Julián de Zubiría Samper
11 de octubre de 2022 - 05:00 a. m.

El gobierno de Gustavo Petro está comprometido con la paz y la mayoría de los colombianos lo acompañamos en su propósito. Pero esta tarea no podrá lograrse sin impulsar una profunda transformación pedagógica en todos los colegios del país. Y, desafortunadamente, todavía no hemos comenzado a hablar del tema.

El gobierno de Juan Manuel Santos afirmó que después de firmar los acuerdos de paz con las Farc llegaría el posconflicto. Se equivocó. No llegó y nunca lo hará porque los conflictos son connaturales a la vida en comunidad y, por eso, siempre existirán. También eligió un nombre equivocado el presidente Gustavo Petro al hablar de “paz total”. Es más adecuado el término con el que se refiere el padre de Roux: “paz grande”. Tenía toda la razón Estanislao Zuleta cuando decía que la democracia no se alcanza en una sociedad sin conflictos, sino en una donde los conflictos se sepan tramitar y superar. Colombia todavía no ha aprendido a hacerlo.

En consecuencia, en las escuelas del país se debería estar enseñando a valorar las diferencias, a ponernos en los zapatos de los otros, a resolver conflictos, trabajar en equipo y a construir de manera colectiva.

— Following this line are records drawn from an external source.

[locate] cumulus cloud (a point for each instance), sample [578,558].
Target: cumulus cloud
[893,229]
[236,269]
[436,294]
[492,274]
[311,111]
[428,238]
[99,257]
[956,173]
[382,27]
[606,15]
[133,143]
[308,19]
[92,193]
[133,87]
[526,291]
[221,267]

Necesitamos cuidar la confianza, la pluralidad, la tolerancia y la flexibilidad. Necesitamos aprender a conocernos a nosotros mismos y a los demás. Si hiciéramos eso, fortaleceríamos la convivencia y la paz, pero para lograrlo se requieren cambios institucionales y pedagógicos que todavía no se han implementado en la mayoría de los colegios.

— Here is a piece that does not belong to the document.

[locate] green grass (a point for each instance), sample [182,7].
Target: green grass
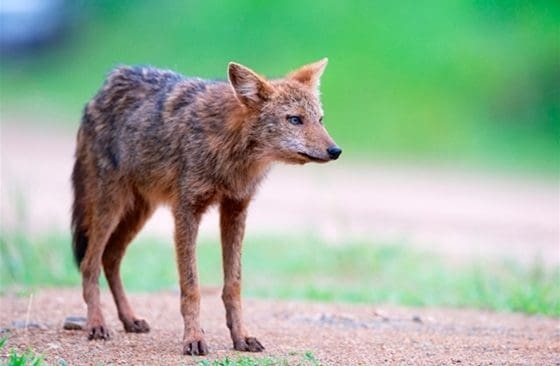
[460,81]
[303,267]
[14,358]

Primero. Necesitamos construir colegios más participativos y democráticos

Históricamente la escuela ha estado en manos de sectores muy tradicionales. Foucault la comparó con la cárcel porque, como esta, da prioridad a la vigilancia, la disciplina y el castigo. ¡Y no hay nada menos democrático que las cárceles! En educación hemos avanzado porque ya no se castiga el cuerpo, pero se sigue castigando el alma. La época en la que se creía que “la letra con sangre entra”, sin duda, ya está superada. Aun así, en la escuela actual se vigilan las actitudes y las acciones, mientras se sigue castigando la creatividad y el espíritu libre.

Hasta hace poco se expulsaba a las niñas que quedaran embarazadas para que “no dieran mal ejemplo” y a los jóvenes que osaran usar aretes. No olvidemos las gigantescas manifestaciones en 2016 para pedir que no se cumpliera la Constitución de 1991 en los colegios. Sin duda, el propósito oculto era sabotear el Acuerdo de Paz, pero la intención manifiesta era violar derechos consagrados en la carta magna.

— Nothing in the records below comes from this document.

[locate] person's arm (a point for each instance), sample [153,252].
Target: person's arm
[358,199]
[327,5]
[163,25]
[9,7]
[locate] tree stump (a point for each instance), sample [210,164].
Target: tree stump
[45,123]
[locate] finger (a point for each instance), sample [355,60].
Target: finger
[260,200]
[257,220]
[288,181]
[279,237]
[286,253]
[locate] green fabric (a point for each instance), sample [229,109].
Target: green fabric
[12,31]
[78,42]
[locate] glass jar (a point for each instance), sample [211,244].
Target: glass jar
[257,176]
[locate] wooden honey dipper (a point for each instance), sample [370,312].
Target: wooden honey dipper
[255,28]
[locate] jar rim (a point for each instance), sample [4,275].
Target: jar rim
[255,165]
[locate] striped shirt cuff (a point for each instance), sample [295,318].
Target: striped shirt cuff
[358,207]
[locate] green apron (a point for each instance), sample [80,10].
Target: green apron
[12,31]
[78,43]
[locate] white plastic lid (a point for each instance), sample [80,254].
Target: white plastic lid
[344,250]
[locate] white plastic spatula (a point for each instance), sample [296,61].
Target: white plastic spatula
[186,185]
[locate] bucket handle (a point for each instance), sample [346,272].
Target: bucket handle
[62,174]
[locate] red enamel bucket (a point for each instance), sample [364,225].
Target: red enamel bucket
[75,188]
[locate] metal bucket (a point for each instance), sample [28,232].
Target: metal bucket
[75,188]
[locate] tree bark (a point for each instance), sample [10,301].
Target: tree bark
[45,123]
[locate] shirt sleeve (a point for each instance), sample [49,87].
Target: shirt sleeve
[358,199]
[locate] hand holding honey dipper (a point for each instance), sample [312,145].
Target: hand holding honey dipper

Aunque los docentes hablamos mucho de democracia, nuestras escuelas siguen siendo muy poco participativas y dialogantes. La palabra y las decisiones han estado monopolizadas por los docentes y el rector, mientras que las voces y propuestas de los estudiantes han sido silenciadas. Como lo saben la mayoría de los jóvenes, nuestras escuelas siguen imponiendo silencio, rutina, uniformes, fragmentación y mecanización.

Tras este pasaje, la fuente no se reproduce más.